Due to growing demand, the center is expanding its footprint. To augment its services at the Roseville facility, the WRC purchased a 22-acre site in Grant where it plans to build a long-term rehabilitation facility. With a $5 million lead gift from a longtime donor, the WRC will soon begin a multiyear capital campaign to raise the remaining $8 million needed to build the energy-efficient facility.
“Wild animals need appropriate outdoor caging for the final stage of rehabilitation,” Vogel says. “The new facility will allow us to meet current demands for services and leave room to grow over the next 10 years, while providing critical rehabilitation space for the patients.”
Suffering and Survival. Veterinarians do a hands-on examination of every patient brought to the WRC. As veterinarian Amanda “Rappy” Rappaport examines the mourning dove in the treatment room, she detects a tear in the bird’s crop, a pouch on the front of the neck for storing food and producing milk, which is much more concerning to her than an injured wing.
“Unfortunately, that crop doesn’t look good and healthy, which is more of a problem because that’s very difficult to heal,” she says.
In the end, she decides to humanely euthanize the bird because of its many injuries. Window strikes, like the one the mourning dove suffered, have about a 78 percent mortality rate, says Vogel, and the U.S. Fish and Wildlife Service estimates they kill more than 1 billion birds annually.

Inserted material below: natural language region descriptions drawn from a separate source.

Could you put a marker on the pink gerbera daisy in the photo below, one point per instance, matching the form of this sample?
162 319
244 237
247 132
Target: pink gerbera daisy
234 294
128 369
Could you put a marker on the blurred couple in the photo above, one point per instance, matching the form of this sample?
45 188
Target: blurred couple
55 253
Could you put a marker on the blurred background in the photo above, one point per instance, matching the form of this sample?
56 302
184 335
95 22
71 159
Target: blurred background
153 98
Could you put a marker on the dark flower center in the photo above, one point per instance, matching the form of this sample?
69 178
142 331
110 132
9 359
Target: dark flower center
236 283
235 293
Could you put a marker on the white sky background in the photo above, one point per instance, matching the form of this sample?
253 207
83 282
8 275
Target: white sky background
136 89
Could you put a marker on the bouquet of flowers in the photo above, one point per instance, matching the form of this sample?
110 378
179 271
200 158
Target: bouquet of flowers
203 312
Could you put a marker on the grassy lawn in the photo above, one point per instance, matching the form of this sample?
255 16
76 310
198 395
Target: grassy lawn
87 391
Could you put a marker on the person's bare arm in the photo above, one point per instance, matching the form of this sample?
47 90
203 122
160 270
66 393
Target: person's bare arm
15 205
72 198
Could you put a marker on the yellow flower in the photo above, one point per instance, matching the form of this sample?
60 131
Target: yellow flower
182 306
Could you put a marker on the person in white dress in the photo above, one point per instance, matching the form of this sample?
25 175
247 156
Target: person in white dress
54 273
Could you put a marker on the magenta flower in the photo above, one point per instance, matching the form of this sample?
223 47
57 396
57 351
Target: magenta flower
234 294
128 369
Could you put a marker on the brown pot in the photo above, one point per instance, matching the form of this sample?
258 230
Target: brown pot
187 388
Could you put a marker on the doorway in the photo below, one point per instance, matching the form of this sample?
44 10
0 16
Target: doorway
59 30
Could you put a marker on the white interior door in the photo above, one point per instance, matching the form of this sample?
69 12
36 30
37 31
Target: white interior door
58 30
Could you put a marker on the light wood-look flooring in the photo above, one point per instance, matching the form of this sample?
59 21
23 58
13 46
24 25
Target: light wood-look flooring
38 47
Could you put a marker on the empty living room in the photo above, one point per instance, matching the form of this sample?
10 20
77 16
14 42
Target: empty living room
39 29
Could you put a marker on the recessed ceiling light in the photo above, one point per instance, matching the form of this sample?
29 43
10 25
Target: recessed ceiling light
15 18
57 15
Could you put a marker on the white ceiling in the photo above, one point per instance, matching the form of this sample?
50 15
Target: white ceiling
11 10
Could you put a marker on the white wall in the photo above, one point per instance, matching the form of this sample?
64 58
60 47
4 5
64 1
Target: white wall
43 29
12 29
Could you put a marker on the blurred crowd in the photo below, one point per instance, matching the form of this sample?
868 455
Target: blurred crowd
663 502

The WRC sees more than 300 birds injured by window strikes every year.
Rappaport checks on an American white pelican rehabbing after being shot and then examines a red fox kit that appears to be blind. Meanwhile, senior veterinarian Agnes Hutchinson, who like many other full-time staffers started at the WRC as a volunteer, examines baby rabbits. She brushes different colored nail polish on the ears of each little bunny to distinguish it from its littermates.
Hutchinson thrives in the fast-paced unpredictability and “craziness” of it all. She enjoys being creative and “MacGyvering” things in certain situations. Recently, she performed a life-saving surgery on a female bat that was pregnant with two pups. While in care, the bat gave birth to the first pup but had complications with the second. Hutchinson performed a procedure to remove it, saving the mom’s life. The mom and surviving pup were released after rehabilitation.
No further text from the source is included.